Willard Sterne Randall
Sterne Randall is the author of twelve books, including five biographies and two biographical readers. A former investigative reporter, he received the National Magazine Award for Public Service from Columbia Graduate School of Journalism, the Hillman Prize, the Loeb Award and three Pulitzer Prize nominations during his seventeen-year journalism career in Philadelphia. After graduate studies in history at Princeton University, he turned to writing biographies, which have also garnered three Pulitzer nominations.

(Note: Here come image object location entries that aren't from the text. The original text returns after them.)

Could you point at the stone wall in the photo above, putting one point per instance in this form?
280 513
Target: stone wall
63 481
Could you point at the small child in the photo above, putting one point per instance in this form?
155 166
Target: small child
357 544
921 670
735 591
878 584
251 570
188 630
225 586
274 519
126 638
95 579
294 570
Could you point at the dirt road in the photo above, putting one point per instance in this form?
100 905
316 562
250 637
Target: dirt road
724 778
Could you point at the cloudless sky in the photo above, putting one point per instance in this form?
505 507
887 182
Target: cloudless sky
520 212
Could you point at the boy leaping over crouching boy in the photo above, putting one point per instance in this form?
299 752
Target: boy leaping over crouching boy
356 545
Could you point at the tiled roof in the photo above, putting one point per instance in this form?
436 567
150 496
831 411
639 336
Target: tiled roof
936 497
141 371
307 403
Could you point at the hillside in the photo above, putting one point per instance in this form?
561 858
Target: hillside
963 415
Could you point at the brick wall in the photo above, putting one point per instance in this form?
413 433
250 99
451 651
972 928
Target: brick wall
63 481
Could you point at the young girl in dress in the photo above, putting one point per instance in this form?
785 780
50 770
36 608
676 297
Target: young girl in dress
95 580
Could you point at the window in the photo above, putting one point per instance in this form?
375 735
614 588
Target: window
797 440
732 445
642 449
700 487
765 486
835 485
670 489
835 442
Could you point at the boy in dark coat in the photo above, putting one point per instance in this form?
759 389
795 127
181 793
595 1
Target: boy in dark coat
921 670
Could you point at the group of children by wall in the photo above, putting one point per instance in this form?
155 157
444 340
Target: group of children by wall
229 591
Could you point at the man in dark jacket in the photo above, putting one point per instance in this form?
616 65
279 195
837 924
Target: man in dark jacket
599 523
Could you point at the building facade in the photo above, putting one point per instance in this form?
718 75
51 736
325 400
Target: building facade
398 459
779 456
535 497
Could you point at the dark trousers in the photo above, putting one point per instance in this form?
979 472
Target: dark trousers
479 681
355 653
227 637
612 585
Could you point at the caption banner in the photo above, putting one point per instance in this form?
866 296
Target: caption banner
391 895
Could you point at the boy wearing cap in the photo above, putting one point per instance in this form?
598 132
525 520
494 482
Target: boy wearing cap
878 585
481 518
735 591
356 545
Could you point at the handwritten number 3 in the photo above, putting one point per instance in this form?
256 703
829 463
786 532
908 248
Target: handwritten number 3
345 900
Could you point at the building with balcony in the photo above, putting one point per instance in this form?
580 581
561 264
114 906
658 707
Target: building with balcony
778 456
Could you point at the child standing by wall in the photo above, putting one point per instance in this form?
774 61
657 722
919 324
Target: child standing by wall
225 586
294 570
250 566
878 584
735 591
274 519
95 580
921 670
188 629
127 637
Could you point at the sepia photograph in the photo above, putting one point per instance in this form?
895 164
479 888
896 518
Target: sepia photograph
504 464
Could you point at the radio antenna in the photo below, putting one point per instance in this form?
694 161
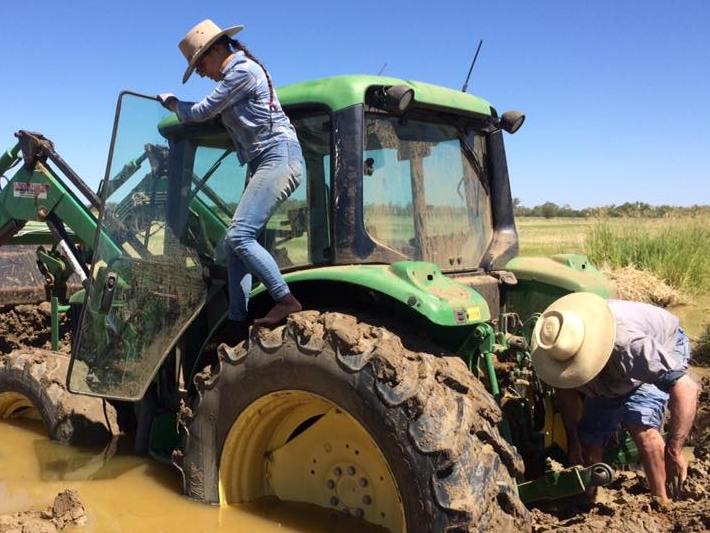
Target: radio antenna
465 84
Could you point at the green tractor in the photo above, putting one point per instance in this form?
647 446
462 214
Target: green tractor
403 394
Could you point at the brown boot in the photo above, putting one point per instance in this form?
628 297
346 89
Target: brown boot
284 307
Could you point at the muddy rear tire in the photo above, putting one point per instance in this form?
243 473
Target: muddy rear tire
432 420
32 385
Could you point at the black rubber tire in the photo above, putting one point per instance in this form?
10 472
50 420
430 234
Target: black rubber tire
40 376
433 420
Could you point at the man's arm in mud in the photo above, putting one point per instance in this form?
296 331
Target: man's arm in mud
568 404
683 404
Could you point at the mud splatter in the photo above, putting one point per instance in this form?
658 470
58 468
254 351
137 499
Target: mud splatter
626 505
66 510
29 326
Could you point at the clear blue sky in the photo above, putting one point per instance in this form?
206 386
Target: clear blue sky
616 93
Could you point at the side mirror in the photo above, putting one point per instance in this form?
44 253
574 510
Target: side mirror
511 121
395 99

"Biographer Willard Sterne Randall has undertaken the study of some of the most difficult and mysterious figures from the American Revolution, producing titles on Benjamin Franklin, Benedict Arnold, Thomas Jefferson and George Washington. A professor at Champlain College, he received the highest award of the American Revolution Round Table in 2001, making him the third person ever to be honored with the award." (Contemporary Authors). more information on this speaker
Michael Dwyer
This distinguished teacher from Otter Valley Union High School in Brandon, Vermont received the Whittemore Prize for Teaching History in 2000 and was Teacher of the Year in 2004. Michael is former chair of the Social Studies Department at Otter Valley Union High School in Brandon. He is on the executive board of the Rutland Historical Society, a frequently contribution to Historical Perspective on PEG (Public, Education, Government) TV. He is an adviser the Teaching American History grant and often provides historical perspectives to book clubs and libraries in the area. In a previous Teaching American History Grant, he spoke on Immigration in Nineteenth Century Vermont at Hildene, the home of Robert Todd Lincoln in Manchester, Vermont.

Kraig Hannum

A middle school teacher from Manchester Middle/Elementary School in Vermont- Grades Six, Seven and Eighth Social Studies with course curriculum covering a wide variety of topics from World and U.S. History and Geography. Other achievements include: participation in the Freeman Experiment Teacher's Project and Scope and Sequence Project (member of writing team for a national project funded by the National Geographic Society), Fulbright Memorial Teacher's Fund program participant. He was selected by Sigrid Lumbra, the History Consultant at the Vermont Department of Education, to be on a task force for the improvement of teaching history in the state.

Carl Fuller
Hubbardton Site Interpreter
Carl is a long time site interpreter at the State Historical Site. He has been involved in putting on workshops at the site for schools in the area and providing tours of the battleground. One of his major responsibilities is the annual commemoration of the Battle of Hubbardton in July. He is a member of the Hubbardton Historical Society.

 


Paul Andriscin

Professor of History Community College of Vermont, Rutland and Middlebury Sites, Adjunct Professor History: College of St Joseph; Rutland, VT, Adjunct Professor History: Castleton State College, Castleton, VT, Adjunct Professor of History: Green Mountain College, Poultney, VT. Site Interpreter Mount Independence Vermont State Historic Site He has been involved in numerous educational activities such as Upward Bound and has been involved in several outreach projects for the Castleton Center for Schools.
Book Discussion Leaders:

Fall 2007: Jacqueline Barbara Carr, UVM
 

Spring 2008: Carol Berkin, Baruch College, CUNY

Carol Berkin received her B.A. from Barnard College and her M.A. and Ph.D. from Columbia University where she won the Bancroft Dissertation Award. She is professor of history at Baruch College and deputy chair of the department of history at the Graduate Center. She teaches early American and women’s history. Her publications include: Jonathan Sewall: Odyssey of an American Loyalist (1974); Women of America: A History (1980); First Generations: Women of Colonial America (1996); and Women’s Voices/Women’ Lives: Documents in Early American History (1998). Carol Berkin has worked as a consultant on several PBS and History Channel documentaries, including, The “Scottsboro Boys,” which was nominated for an Academy Award as the best documentary of 2000. She has also appeared as a commentator on screen in the PBS series by Ric Burns, “New York” and in the MPH series, “The Founding Fathers”, both of which aired in 2000.